The findings of this exploratory cross-sectional register study clearly show that a large fraction of the Danish population and in particular persons with diabetes, especially the elderly, are exposed to drugs or drug combinations for which there exists dosing guidelines as well as FDA annotation related to PGx of CYP2D6, CYP2C19 and SLCO1B1. In addition, it should be emphasized that T2D taking insulin seems to have a higher rate of use of drugs including PGx drugs compared to T2D taking no insulin and T1D. This further supports the notion of the emerging results of accessing and accounting for not only DDI but also DGI, DDGI and phenoconversion as supportive tools in clinical decision-making and appropriate polypharmacy. The focus should be on the elderly, nursing home residents and persons with diabetes due to their high exposure to PGx drugs. In spite of supporting evidence and advances in PGx implementation in clinical practice, including evidence on cost-effectiveness, significant barriers in the Danish healthcare system in implementing the use of PGx, mainly concerning awareness and education, but also at the evidence level which suggests initiatives should be taken focusing on these key barriers.

Author Contributions

Conceptualization, N.W., L.T. and C.V.; methodology, N.W., L.T. and C.V.; Software, N.W.; validation, N.W., L.T. and C.V.; formal analysis, N.W.; investigation, N.W., L.T. and C.V.; resources, N.W., L.T. and C.V.; data curation, N.W., L.T. and C.V.; writing—original draft preparation, N.W.; writing—review and editing, N.W., L.T. and C.V.; visualization, N.W.; supervision, N.W., L.T. and C.V.; project administration, N.W.; funding acquisition, none.
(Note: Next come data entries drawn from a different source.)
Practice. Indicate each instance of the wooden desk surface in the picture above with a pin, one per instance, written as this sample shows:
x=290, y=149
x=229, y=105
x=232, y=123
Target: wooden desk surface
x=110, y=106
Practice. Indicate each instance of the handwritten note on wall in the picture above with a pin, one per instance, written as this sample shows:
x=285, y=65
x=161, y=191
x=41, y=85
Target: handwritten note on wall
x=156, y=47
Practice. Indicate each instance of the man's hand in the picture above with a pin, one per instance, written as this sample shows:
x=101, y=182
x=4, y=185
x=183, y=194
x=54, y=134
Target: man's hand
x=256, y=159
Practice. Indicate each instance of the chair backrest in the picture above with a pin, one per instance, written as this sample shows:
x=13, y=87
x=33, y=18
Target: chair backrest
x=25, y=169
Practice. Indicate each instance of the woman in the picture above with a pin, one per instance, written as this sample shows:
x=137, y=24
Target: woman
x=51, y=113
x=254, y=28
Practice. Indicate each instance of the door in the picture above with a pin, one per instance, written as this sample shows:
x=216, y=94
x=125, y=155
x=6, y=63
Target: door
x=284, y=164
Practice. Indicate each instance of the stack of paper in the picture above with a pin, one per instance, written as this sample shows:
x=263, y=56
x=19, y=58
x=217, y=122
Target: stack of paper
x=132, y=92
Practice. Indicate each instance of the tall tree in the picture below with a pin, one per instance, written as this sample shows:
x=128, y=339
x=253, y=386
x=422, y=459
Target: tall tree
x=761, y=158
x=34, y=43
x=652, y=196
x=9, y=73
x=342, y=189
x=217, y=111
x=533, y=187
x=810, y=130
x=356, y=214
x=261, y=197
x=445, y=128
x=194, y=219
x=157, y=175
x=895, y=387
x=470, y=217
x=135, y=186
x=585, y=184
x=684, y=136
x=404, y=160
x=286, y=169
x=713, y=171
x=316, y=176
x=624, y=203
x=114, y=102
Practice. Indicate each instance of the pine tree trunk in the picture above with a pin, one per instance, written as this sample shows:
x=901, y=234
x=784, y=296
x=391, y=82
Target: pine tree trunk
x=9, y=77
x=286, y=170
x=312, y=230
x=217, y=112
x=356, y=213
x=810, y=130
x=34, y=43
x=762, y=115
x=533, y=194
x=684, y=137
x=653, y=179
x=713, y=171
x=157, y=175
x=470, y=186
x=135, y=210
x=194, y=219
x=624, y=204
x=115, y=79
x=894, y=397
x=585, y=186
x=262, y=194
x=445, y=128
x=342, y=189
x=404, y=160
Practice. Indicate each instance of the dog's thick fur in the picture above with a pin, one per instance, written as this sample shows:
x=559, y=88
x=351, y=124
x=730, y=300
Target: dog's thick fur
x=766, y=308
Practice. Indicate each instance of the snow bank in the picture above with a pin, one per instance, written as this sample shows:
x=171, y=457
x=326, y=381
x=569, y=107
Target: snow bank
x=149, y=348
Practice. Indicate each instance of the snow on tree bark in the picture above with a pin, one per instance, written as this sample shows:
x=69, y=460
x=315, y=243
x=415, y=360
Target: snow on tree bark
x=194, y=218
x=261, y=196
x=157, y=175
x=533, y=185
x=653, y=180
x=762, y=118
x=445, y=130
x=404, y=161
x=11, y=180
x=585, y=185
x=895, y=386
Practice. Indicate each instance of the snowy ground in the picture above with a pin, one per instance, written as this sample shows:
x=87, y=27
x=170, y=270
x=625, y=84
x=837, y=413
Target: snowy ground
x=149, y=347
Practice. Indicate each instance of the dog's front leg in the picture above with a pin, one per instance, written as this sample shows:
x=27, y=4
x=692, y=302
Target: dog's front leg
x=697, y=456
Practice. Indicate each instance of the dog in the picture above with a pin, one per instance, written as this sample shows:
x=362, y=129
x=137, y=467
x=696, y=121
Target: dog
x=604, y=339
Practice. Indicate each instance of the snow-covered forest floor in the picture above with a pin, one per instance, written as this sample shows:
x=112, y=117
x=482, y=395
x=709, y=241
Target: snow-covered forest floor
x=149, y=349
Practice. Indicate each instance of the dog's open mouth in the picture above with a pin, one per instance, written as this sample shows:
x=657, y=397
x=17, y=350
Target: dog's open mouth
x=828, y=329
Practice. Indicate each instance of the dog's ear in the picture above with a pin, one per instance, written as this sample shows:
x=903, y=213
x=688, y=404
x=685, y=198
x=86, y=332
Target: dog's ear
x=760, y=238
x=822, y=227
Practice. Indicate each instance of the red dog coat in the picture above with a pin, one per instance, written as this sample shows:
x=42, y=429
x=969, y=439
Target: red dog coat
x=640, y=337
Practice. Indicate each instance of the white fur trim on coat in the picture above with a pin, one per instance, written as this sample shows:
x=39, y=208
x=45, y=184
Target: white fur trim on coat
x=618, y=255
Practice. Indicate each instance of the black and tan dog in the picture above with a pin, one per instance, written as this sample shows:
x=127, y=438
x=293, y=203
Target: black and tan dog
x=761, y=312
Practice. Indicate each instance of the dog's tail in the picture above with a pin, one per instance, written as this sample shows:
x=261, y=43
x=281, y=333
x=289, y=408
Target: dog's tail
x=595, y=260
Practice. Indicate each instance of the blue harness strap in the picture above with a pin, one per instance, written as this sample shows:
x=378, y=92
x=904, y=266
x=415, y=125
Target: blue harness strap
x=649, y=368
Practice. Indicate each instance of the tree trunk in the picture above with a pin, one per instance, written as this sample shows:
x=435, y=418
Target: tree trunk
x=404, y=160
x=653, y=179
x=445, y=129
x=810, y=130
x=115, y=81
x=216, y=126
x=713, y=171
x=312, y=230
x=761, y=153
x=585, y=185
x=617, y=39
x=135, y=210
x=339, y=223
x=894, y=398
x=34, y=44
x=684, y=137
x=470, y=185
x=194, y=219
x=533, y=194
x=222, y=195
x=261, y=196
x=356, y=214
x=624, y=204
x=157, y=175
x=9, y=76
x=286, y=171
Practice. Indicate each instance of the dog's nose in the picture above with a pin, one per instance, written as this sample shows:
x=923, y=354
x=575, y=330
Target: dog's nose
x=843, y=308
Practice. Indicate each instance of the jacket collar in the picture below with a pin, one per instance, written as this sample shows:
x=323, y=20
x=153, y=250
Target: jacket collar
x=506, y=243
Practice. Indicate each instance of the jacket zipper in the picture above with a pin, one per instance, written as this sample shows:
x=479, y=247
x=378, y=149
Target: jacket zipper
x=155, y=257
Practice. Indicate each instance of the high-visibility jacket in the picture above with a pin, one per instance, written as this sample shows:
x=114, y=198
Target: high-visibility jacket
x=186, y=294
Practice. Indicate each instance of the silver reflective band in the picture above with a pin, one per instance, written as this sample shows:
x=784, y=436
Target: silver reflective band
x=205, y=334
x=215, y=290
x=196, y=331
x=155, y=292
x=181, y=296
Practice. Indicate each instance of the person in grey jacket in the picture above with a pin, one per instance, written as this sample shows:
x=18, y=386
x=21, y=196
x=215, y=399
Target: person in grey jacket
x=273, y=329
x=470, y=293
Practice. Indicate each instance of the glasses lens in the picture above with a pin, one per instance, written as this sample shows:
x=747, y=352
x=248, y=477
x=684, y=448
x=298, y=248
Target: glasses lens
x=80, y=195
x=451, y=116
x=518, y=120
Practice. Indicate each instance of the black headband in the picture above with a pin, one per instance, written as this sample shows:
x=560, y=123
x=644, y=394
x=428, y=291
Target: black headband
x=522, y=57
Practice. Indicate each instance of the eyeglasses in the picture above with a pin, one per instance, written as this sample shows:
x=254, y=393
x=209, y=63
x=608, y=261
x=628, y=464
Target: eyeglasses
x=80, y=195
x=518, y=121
All authors have read and agreed to the published version of the manuscript.

Funding

This research received no external funding.

Institutional Review Board Statement

Not applicable.

Informed Consent Statement

Not applicable and see Materials and Methods.

Data Availability Statement

The data presented in this study are available within the article.

Conflicts of Interest

The authors declare no conflict of interest.